I tempi tecnici per la pubblicazione in Gazzetta Ufficiale della determina, la decisione che autorizza l'arrivo della pillola abortiva in Italia, è di un mese. Quindi entro il 19 novembre l'atto di autorizzazione del farmaco sarà pubblicato.
 MERCOLEDI' COMMISSIONE PARLAMENTARE INDAGINE - Il ministro del welfare Sacconi ancora ieri aveva chiarito che l'indagine conoscitiva parlamentare sulla RU486 finirà i suoi lavori prima del 19 novembre, data indicata dall'Aifa, come quella entro la quale sarà pronta la "determina" del direttore generale e la conseguente pubblicazione in Gazzetta Ufficiale. Non ci dovrebbero essere quindi conflitti tra i tempi dell'organismo tecnico e quelli dei lavori parlamentari di inchiesta sugli effetti della RU486 che riprenderà la sua attività mercoledì.
ORA LA PAROLA PASSA ALLE REGIONI - 'La normativa europea e italiana dice che l'uso della Ru486 deve essere compatibile con la legge sull'aborto, cioe' da noi la 194. L'aborto deve essere fatto quindi in ambito ospedaliero, e qui finisce il nostro compito', ha spiegato lo stesso Rasi intervistato dal Giornale.
Ma chi decide le modalita' della somministrazione? 'Le Regioni che stabiliscono la definizione di ricovero' e queste ultime, ha precisato rasi, 'potrebbero anche stabilire che la Ru486 venga somministrata in day hospital'. La Determina che verra' pubblicata in Gazzetta, dunque, rimanda a Stato e Regioni le disposizioni per il corretto percorso di utilizzo clinico del farmaco all'interno del servizio ospedaliero pubblico, cosi' come previsto dagli articoli 8 e 15 della legge 194 del 1978, e di cui la stessa Aifa spiega di non avere titolarita'.
DIBATTITO ACCESO - Il si' alla pubblicazione in gazzetta dell'atto autorizzativo della pillola abortiva e' 'un atto dovuto', ha detto oggi Fazio.
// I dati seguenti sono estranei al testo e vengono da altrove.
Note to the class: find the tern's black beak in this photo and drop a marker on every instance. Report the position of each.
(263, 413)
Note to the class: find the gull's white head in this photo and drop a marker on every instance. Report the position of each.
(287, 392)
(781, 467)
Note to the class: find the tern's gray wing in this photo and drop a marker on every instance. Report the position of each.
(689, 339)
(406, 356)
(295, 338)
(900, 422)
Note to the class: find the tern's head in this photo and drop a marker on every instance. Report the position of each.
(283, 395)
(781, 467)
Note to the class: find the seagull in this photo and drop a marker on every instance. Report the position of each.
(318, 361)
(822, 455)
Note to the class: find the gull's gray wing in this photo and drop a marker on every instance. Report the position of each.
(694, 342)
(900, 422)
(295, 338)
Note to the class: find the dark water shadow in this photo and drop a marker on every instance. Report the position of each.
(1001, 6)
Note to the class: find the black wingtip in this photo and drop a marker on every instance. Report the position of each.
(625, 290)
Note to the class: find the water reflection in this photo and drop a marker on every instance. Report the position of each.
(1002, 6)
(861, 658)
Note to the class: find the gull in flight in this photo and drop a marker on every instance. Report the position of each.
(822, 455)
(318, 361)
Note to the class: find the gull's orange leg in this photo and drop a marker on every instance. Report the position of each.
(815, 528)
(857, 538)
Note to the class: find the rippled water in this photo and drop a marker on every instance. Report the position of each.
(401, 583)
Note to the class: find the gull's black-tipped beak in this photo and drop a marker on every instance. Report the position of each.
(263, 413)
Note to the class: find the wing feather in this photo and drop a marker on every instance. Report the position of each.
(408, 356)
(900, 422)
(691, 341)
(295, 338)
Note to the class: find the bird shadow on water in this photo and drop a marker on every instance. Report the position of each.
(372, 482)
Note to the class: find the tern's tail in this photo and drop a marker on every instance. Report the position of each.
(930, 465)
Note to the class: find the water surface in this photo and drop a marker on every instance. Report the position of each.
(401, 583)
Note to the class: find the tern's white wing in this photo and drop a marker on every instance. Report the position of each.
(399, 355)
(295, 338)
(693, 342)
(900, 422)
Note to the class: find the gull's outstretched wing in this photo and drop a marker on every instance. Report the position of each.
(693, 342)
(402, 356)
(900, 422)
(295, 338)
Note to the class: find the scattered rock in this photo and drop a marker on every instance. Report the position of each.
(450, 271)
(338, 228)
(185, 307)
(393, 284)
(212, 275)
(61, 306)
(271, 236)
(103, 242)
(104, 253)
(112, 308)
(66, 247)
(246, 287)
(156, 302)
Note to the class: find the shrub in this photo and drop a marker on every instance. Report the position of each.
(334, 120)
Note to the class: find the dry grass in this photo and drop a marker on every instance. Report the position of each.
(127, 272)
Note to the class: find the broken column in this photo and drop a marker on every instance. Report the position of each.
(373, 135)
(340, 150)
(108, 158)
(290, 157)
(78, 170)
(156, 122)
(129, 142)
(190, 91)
E il sottosegretario al Welfare Eugenia Roccella si e' detta 'pienamente soddisfatta della delibera dell'Aifa che conferma i pareri del Consiglio Superiore di Sanita', e quindi la necessita' del ricovero in ospedale fino a quando l'aborto non sia stato completato'. Ma il dibattito e' acceso: 'Le decisioni dell'Aifa risultano in linea con quanto chiedevamo. Non ci sara' nessuna pubblicazione in Gazzetta mentre il Senato completa la propria indagine sulla RU486. E la pillola abortiva potra' essere utilizzata solo in ospedale', afferma il presidente del gruppo Pdl al Senato Maurizio Gasparri. Da parte sua, la presidente del gruppo del Pd al Senato Anna Finocchiaro rileva che la decisione dell'Aifa 'sgombra definitivamente il campo dalle polemiche inutili.
Credo - spiega - che le polemiche innescate da esponenti del Pdl su questo tema siano fuorvianti'.
IL 'PALETTO' DELLA 194 - Uno dei punti fermi, un vero e proprio paletto, con il quale l'Aifa ed i suoi esperti dovranno comunque confrontarsi è il rispetto della legge 194 sull'aborto, laddove si prevede che l'interruzione della gravidanza avvenga in una struttura pubblica, cioé in ospedale. Ma su questo basterà probabilmente rifarsi ai due pareri espressi dal Consiglio superiore di sanità nel 2004 e nel 2005, secondo i quali in caso di interruzione di gravidanza per mezzo della Ru486, la donna "deve essere trattenuta" in ospedale o altra struttura prevista "fino ad aborto avvenuto".